The Forest

Symbolism, Imagery, Allegory

When Valentine gets booted out of Milan for trying to elope with Silvia, he flees to a forest somewhere between Milan and Mantua, where he quickly becomes the leader of a band of outlaws (who have also been banished from court). Although Valentine misses Silvia and thinks that keeping his crew of thieving outlaws out of trouble is hard work, things are hunky dory in the forest. He says so himself: "How use doth breed a habit in a man!/ This shadowy desert, unfrequented woods,/ I better brook than flourishing peopled towns" (5.4.1-3). In other words, Valentine could get used to the simple life. In the forest, he doesn't have to worry about the chaos of court or the problems that come with his romantic interests.

Eventually, all of the major characters wind up here as well and the problems that follow them are quickly resolved. The Duke gives Valentine permission to marry Silvia, the outlaws are pardoned by the Duke, Proteus falls back in love with Julia, Valentine and Proteus become best buds again, and so on.

What is this? A magic forest? Sort of. Here's what literary critic Jean Howard has to say: "The utopian possibilities for social renewal in a world beyond the walls and customs of the city are celebrated in this play as they are later to be in A Midsummer Night's Dream, As You Like It, and other Shakespearean romantic comedies of the 1590s" (Introduction to Two Gentlemen of Verona, The Norton Shakespeare, 2008). In other words, the forest is a space where characters can escape from their problems and repair the social relationships that they've managed to screw up. Shakespeare really likes this convention – he's always sending his characters on vacations into the woods or the countryside where life is simpler and the air is cleaner.

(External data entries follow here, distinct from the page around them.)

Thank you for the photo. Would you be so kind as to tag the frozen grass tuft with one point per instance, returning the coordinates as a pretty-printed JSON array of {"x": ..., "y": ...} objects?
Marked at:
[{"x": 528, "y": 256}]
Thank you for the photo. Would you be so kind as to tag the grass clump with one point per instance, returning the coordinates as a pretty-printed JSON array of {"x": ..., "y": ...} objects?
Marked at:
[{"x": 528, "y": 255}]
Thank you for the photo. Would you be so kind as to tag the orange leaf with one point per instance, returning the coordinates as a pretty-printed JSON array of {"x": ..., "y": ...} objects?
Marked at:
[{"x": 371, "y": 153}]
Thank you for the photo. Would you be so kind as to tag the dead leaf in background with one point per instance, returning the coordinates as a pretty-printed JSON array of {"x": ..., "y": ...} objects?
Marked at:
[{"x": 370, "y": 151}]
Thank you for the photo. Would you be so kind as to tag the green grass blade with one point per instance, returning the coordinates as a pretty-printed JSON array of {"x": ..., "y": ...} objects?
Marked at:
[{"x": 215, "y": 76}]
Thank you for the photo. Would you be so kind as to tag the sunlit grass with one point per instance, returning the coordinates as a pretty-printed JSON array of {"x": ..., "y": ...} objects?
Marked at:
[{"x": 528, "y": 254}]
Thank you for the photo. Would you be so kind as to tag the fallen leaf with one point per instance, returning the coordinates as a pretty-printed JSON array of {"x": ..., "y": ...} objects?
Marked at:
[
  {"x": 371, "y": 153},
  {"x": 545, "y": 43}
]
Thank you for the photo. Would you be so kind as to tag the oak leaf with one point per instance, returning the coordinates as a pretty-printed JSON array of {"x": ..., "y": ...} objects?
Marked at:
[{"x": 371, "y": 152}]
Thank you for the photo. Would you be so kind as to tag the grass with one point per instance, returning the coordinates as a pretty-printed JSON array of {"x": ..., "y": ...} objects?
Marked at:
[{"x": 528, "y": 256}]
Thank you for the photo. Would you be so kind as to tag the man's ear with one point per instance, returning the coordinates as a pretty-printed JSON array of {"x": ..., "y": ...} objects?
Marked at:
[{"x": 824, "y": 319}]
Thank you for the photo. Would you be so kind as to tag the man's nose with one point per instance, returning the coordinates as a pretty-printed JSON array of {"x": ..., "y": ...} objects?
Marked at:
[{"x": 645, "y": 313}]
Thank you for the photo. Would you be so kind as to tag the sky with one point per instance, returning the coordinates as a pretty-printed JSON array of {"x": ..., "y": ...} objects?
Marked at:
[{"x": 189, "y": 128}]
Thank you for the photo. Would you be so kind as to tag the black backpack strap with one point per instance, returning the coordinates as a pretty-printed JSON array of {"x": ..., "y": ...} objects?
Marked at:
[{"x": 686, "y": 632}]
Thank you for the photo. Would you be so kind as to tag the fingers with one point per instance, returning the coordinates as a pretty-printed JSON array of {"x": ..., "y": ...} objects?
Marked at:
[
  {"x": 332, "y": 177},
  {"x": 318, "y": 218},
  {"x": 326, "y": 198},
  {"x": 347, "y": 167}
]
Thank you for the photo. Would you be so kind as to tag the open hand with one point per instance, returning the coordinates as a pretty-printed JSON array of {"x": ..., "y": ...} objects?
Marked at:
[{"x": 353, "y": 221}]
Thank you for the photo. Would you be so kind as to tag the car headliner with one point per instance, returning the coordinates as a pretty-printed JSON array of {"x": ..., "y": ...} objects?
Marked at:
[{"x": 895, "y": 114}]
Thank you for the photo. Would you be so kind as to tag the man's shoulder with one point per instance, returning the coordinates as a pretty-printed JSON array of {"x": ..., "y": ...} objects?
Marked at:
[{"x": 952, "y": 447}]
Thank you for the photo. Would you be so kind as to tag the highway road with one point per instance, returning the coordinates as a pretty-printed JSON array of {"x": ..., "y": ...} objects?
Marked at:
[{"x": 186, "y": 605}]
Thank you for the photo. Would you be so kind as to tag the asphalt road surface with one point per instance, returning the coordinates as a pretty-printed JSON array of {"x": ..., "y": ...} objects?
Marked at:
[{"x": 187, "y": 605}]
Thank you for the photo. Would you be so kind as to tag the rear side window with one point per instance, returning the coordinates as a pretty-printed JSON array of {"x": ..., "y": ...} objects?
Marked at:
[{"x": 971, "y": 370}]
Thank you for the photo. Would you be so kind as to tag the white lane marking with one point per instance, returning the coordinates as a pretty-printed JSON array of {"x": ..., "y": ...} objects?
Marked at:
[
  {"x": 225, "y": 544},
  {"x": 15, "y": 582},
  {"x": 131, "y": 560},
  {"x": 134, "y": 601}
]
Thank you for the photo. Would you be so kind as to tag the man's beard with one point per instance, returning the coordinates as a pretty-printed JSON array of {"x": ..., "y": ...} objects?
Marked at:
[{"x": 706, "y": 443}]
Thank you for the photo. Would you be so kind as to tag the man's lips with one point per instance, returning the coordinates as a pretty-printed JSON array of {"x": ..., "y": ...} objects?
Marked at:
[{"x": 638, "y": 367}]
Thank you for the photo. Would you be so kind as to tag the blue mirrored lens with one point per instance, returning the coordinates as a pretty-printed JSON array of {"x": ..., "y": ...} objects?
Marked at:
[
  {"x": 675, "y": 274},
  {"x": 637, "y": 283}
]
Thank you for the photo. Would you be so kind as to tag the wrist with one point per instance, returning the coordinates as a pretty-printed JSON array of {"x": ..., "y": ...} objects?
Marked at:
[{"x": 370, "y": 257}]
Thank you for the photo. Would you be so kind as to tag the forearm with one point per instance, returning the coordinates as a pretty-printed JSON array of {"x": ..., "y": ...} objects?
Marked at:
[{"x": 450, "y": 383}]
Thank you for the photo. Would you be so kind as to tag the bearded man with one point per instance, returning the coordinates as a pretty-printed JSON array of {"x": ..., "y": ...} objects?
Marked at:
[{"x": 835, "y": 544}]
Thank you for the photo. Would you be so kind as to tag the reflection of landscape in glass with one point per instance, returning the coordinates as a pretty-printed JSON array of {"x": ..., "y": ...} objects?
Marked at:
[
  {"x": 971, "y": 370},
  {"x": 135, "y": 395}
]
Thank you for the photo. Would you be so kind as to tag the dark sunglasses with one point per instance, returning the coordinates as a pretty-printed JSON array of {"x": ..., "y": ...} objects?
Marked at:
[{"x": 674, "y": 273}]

For women, however, the forest is also a place of potential danger. This is where Silvia is nearly raped by Proteus (5.4) and it's also where Valentine makes his band of thieving brothers promise not to hurt any women (4.1), which sort of implies that women get hurt in the forest all the time. Eventually, however, the forest is where Julia's relationship with Proteus is mended and where Silvia is engaged to her sweetie, Valentine. This, by the way, is Shakespeare's way of "restoring social order" for the ladies – by hitching them to husbands.